Key numbers to keep in mind
- A significant portion of APAC consumers already shop through social and quick-commerce channels.
- Online grocery is expected to experience substantial growth, with AI narrowing the digital shelf for every shopper.
- 42% of global consumers have already tried generative AI tools and use them most often for research and recommendations.
How should brands prepare product data so AI agents can "see" and pick them?
Treat AI agents as a new customer segment that never reads persuasive copy but does need precise, machine-readable facts. A proven 90-day agent-readiness roadmap looks like this:
- Structured product data - feed fields for dimensions, certifications, SKUs, UPC codes, allergens and compatibility.
- Real-time inventory and pricing APIs - any latency here lowers ranking.
- Delivery and returns webhooks - agents favor sources that return exact shipping windows and return policies in milliseconds.
Retailers who expose these capabilities through secure APIs and keep them ≥99.5% reliable will outrank competitors inside agentic recommendation engines.
What new KPIs replace classic marketing metrics in an agent-first world?
By next year, leadership dashboards will pivot from impression and click-through rates to three AI-native indicators:
- Agent visibility index - share of product mentions across major AI ecosystems.
- Agent-mediated lifetime value - revenue from repeat purchases made through AI delegation.
- Cross-platform attribution clarity - ability to trace an order back to every AI touchpoint from first recommendation through checkout.
Success will hinge on unified data models that connect CRM, retail media, social commerce and fulfillment events into one analytics layer.
What governance guard-rails do I need before agents start spending my budget?
Deploy a risk-tiered, 3-layer policy that scales as agent autonomy grows:
- Policy layer - define which decisions agents can make alone versus those that require human sign-off.
- Operational layer - log every agent action including order size, discount applied and data source used.
- Assurance layer - quarterly bias audits and continuous drift monitoring to catch pricing or recommendation errors before they scale.
Remember, your organization remains liable for any agent mistake, so naming a single accountable owner for each AI workflow is non-negotiable.
How will the C-suite org chart need to evolve?
Break down the old channel silos.
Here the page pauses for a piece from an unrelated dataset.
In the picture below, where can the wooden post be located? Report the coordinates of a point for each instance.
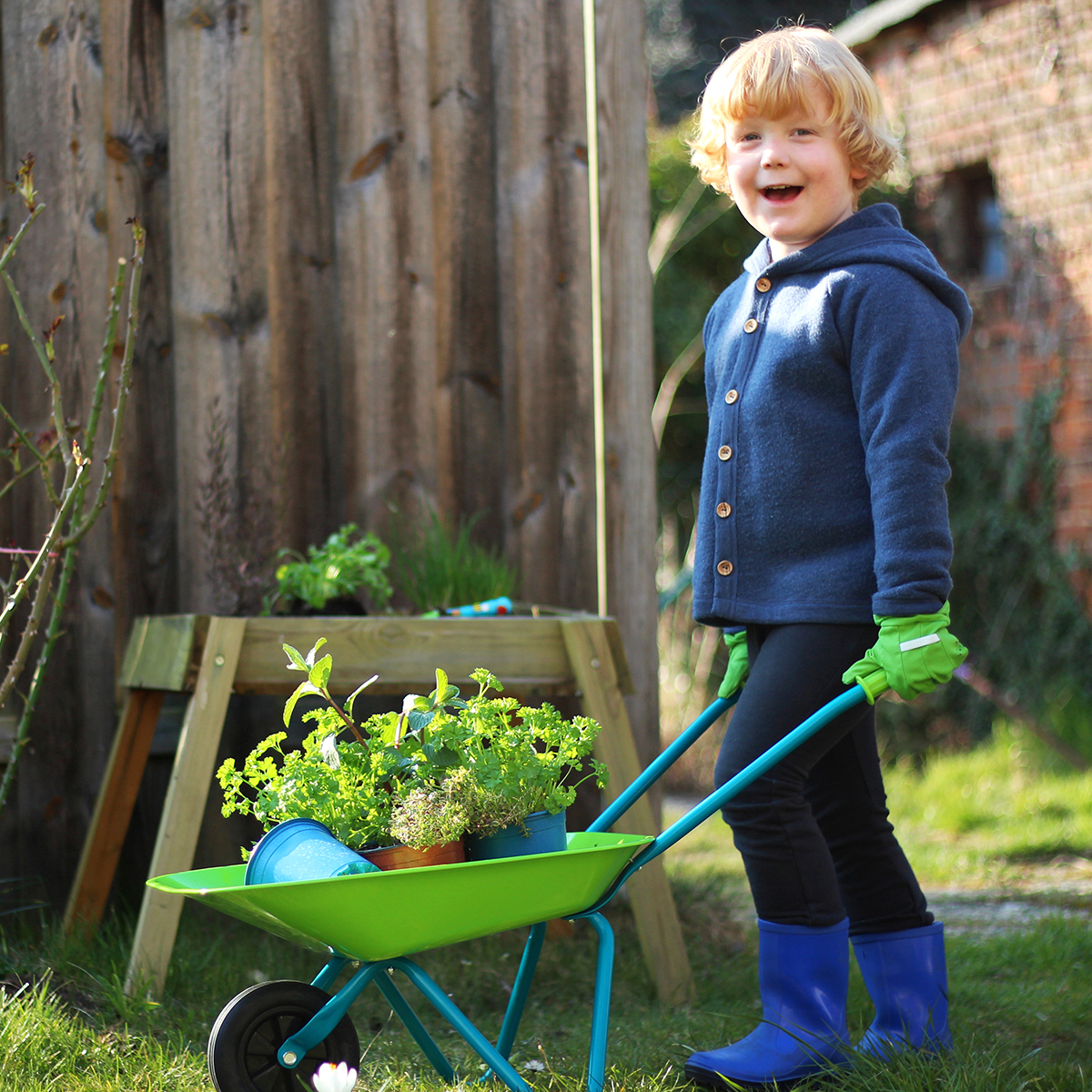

Forward-thinking companies are exploring "Commerce Intelligence" teams that report directly to the CMO and CIO. Its charter:
- own unified data pipelines
- tune product feeds for AI readability
- manage agent visibility and cross-platform attribution
- enforce ethical governance across all agentic touchpoints
This team sits between marketing ops, retail media and supply-chain IT, aligning budgets and KPIs around the new intelligence layer instead of traditional search or store banners.